Wednesday, 2/19 Instructor: David Martin
While many researchers want to jump right into developing statistical models and making predictions on their data, it important to first be able to understand the data. The process of initially understanding your data is called exploratory data analysis or EDA. EDA involves investigating your data using various methods, including graphical and numerical. This session will introduce the dplyr and ggplot packages as tools that will allow users to look for initial patterns in their data, check for missing data, and to set themselves up to move forward with statistical analysis.
Wednesday, 2/26 Instructor: David Martin
Data analysis involves a large amount of preparing, cleaning, and “munging” data to facilitate downstream data analysis. This session will cover data cleaning and “tidy data,” and will introduce participants to R packages that enable data manipulation, analysis, and visualization using split-apply-combine strategies. Participants will learn how to use the dplyr package in R to effectively manipulate and conditionally compute summary statistics over subsets of a “big” dataset containing many observations. The session will assume understanding of the material in the preceding sessions and will build on a common research case, using Albemarle Real Estate Property data (though each workshop may also introduce additional examples and data).
Wednesday, 3/4 Instructor: Clay Ford
Exploring our data with graphs allows us to visualize relationships, spot unusual observations, or find unexpected patterns. In this session we introduce how to effectively use the ggplot2 package to explore and visualize data in R. With its consistent syntax and layered approach to making graphics, ggplot2 has revolutionized data visualization. What previously would have required hours of tedious programming can now be accomplished in a few lines of ggplot2 code. This workshop will introduce the logic behind ggplot2, how to use ggplot2 to explore your data, and how to customize and polish ggplot2 graphs. The session will assume understanding of the material in the preceding sessions and will build on a common research case, using Albemarle Real Estate Property data (though each workshop may also introduce additional examples and data).

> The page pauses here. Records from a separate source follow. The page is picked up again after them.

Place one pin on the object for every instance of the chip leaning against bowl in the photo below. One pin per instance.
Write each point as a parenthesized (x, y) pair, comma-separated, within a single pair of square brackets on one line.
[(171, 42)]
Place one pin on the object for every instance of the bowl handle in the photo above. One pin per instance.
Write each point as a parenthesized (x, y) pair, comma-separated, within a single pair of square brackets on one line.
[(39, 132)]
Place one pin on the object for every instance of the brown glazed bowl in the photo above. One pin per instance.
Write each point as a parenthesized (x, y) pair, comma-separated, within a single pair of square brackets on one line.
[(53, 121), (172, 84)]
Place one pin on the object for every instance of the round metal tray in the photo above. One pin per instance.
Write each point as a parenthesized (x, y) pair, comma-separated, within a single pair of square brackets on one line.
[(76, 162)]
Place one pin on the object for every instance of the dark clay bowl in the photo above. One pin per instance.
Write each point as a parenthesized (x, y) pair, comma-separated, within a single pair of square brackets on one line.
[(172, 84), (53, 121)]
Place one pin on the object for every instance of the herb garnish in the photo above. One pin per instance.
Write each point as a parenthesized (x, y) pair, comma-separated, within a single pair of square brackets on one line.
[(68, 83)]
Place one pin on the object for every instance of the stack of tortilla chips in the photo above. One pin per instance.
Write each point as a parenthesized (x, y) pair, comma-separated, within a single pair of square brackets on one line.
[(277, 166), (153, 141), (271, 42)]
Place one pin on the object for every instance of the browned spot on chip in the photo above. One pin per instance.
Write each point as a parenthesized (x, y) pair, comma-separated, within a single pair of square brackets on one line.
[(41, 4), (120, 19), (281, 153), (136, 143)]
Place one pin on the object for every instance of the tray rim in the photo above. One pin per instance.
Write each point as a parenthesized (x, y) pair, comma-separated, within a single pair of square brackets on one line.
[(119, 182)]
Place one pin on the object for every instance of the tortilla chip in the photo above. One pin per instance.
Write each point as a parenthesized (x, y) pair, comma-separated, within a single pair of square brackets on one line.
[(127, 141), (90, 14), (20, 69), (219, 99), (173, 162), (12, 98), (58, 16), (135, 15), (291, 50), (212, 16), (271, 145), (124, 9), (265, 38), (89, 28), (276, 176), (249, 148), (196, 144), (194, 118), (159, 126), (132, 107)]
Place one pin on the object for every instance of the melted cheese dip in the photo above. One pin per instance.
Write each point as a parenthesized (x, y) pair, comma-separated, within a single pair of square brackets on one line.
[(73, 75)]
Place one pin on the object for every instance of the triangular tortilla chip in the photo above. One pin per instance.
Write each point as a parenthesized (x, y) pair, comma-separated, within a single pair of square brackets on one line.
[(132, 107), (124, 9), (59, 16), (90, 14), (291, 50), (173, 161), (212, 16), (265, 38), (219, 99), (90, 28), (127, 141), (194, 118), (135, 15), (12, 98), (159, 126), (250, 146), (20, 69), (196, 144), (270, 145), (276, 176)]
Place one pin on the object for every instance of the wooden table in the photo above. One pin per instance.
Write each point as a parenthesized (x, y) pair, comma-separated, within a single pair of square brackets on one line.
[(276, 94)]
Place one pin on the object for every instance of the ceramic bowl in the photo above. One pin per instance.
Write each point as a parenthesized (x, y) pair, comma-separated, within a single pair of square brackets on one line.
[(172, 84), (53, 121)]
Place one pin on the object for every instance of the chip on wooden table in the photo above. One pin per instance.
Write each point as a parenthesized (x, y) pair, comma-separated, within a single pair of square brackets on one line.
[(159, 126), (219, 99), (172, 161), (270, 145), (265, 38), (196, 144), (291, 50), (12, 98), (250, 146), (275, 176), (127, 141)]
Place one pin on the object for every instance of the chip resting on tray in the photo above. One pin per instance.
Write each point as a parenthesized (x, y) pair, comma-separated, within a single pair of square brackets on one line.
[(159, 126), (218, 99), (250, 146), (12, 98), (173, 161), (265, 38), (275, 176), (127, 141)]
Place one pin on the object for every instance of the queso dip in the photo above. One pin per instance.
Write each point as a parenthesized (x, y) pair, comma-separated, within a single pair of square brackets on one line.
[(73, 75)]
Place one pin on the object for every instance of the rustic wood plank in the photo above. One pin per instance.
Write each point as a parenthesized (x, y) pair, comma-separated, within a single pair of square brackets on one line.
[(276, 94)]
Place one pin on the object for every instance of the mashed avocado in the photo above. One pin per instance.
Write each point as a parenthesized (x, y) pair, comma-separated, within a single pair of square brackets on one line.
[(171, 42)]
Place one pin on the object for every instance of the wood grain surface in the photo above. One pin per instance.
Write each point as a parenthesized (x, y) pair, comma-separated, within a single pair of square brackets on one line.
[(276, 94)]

Wednesday, 3/18 Instructor: Marieke Jones
This session will provide hands-on instruction and exercises covering basic statistical analysis in R. We will cover descriptive statistics, exploratory data analysis, t-tests, ANOVA, and methods for discrete variable analysis along with hypothesis testing and assessing the assumptions of the tests. The session will assume understanding of the material in the preceding sessions and will build on a common research case, using Albemarle Real Estate Property data (though each workshop may also introduce additional examples and data).
Wednesday, 3/25
Instructor: Clay Ford
The linear model is one of the most commonly-used statistical models. Also called the regression model or the ordinary linear regression, linear modeling is the foundation for more complex general linear models like logit or count models, mixed-effects models, and structural equation models. So it’s a good model to understand. This session will cover how to use R to fit and analyze linear models. We’ll talk about interpretation of model output and checking model assumptions. We’ll also explore dummy variables, interactions, and variable transformations. The session will assume understanding of the material in the preceding sessions and will build on a common research case, using Albemarle Real Estate Property data (though each workshop may also introduce additional examples and data).